Little Vikings Teach Tots and Teens

ECE student reading to Little Vikings.
ECE student reading to Little Vikings.
Little Vikings program

Around H-F, there are lots of things you see that might seem out of place at a high school.  It may be ZooBot students walking down the hall with snakes and birds, VTV members carrying bulky camera equipment searching for someone to interview for a segment or even, oddly enough, a group of young children walking into a seemingly normal North building classroom, at least from the outside.  These tots are members of the Little Vikings preschool, which is held twice a week for the first three periods of the day.  

Inside her vibrant, elaborately decorated classroom, a stark contrast to the typical high school environment surrounding it, family and consumer science teacher Courtney Pesha directs Little Vikings, also known as the H-F class Early Childhood Education (ECE).  

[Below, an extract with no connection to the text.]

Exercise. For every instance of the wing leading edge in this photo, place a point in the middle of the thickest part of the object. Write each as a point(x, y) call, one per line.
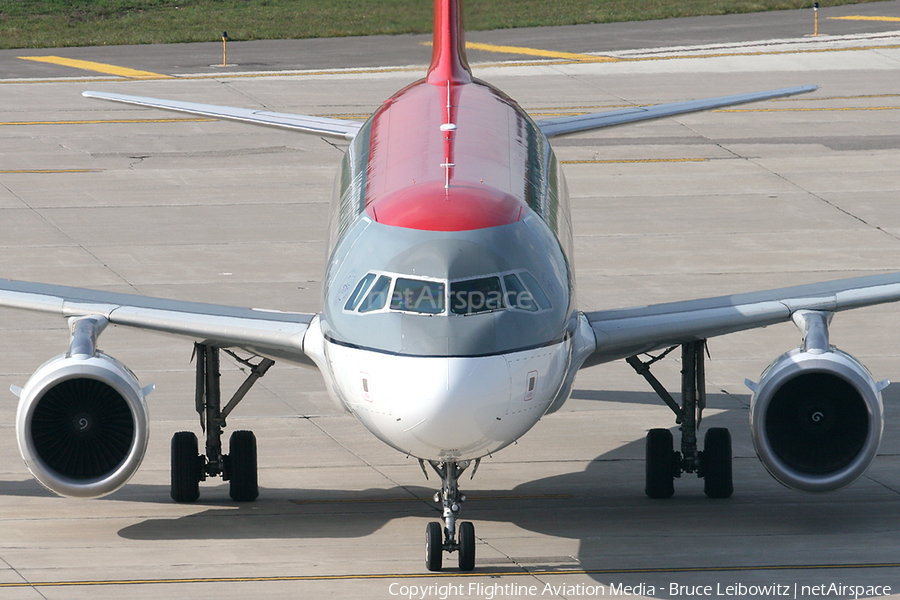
point(303, 123)
point(266, 333)
point(573, 124)
point(627, 332)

Within this program, “Big Vikings,” or ECE students help Pesha run the preschool.  Their duties range from lesson planning, to reading to the kids, to recording the progress and learning habits of different preschoolers.  For over 45 years, juniors and seniors have been able to participate in this course if they have taken the prerequisite of child development, gotten permission from their child development teacher, been in good academic standing and shown the “dispositions necessary to work with kids,” according to Pesha

However, this excluded many upperclassmen who wanted to take the course but hadn’t taken the prerequisite, whether it be because they didn’t have enough room in their schedule or because they are incoming seniors who hadn’t heard of ECE until it was too late to take child development.  To keep ECE open to more students, Pesha is introducing a new child development waiver, where interested juniors and seniors may go through a process to be considered to take ECE.  

This process begins with a Google Form, where an interested student answers questions about what classes they have taken, why they are interested in taking ECE, why they demonstrate leadership/teamwork capabilities etc. After that, Pesha will hold a one-on-one interview with the student to make sure they have the professionalism necessary to work with little kids.  Waiver applicants, like any other ECE student, will have to be in good academic standing.  

ECE students and Little Vikings preschoolers participate in what is called “reciprocal learning,” or learning in which the high schoolers and tots are able to learn from each other.  Big Vikings gain a very “transferable” experience from working with the littles, according to Pesha.  

“Whether kids want to go into education or not, the skills that they get from this course, they can be used anywhere,” said Pesha.  She continued that, no matter what job a student is going into where they will have to interact with others, they’ll learn valuable skills such as professionalism, ethics, time management, flexibility, planning etc. from this unique opportunity. 

If an ECE junior decides to take the class again as a senior, they will become a year-two ECE student and earn leadership positions within the pre-k. Pesha said, “They become like my lead teachers, so they take more of an administrative role.  They help with filing paperwork and communicating with parents, facilitating field trips, time management, all those fun things.”

Little Vikings preschool, which costs a modest $300/year in tuition due to the fact that most expenses are paid by H-F, also takes students on a field trip to the zoo at the end of the year, and several in-school field trips throughout the year such as ZooBot or the Bio Pond.  

Pesha is clearly very passionate about her role directing the ECE/Little Vikings program.  “I get to see the best side of high schoolers,” said Pesha.  “In an unstructured environment, I feel like a lot of the times teenagers get a bad rap, and it’s nice to see them rise to the occasion.”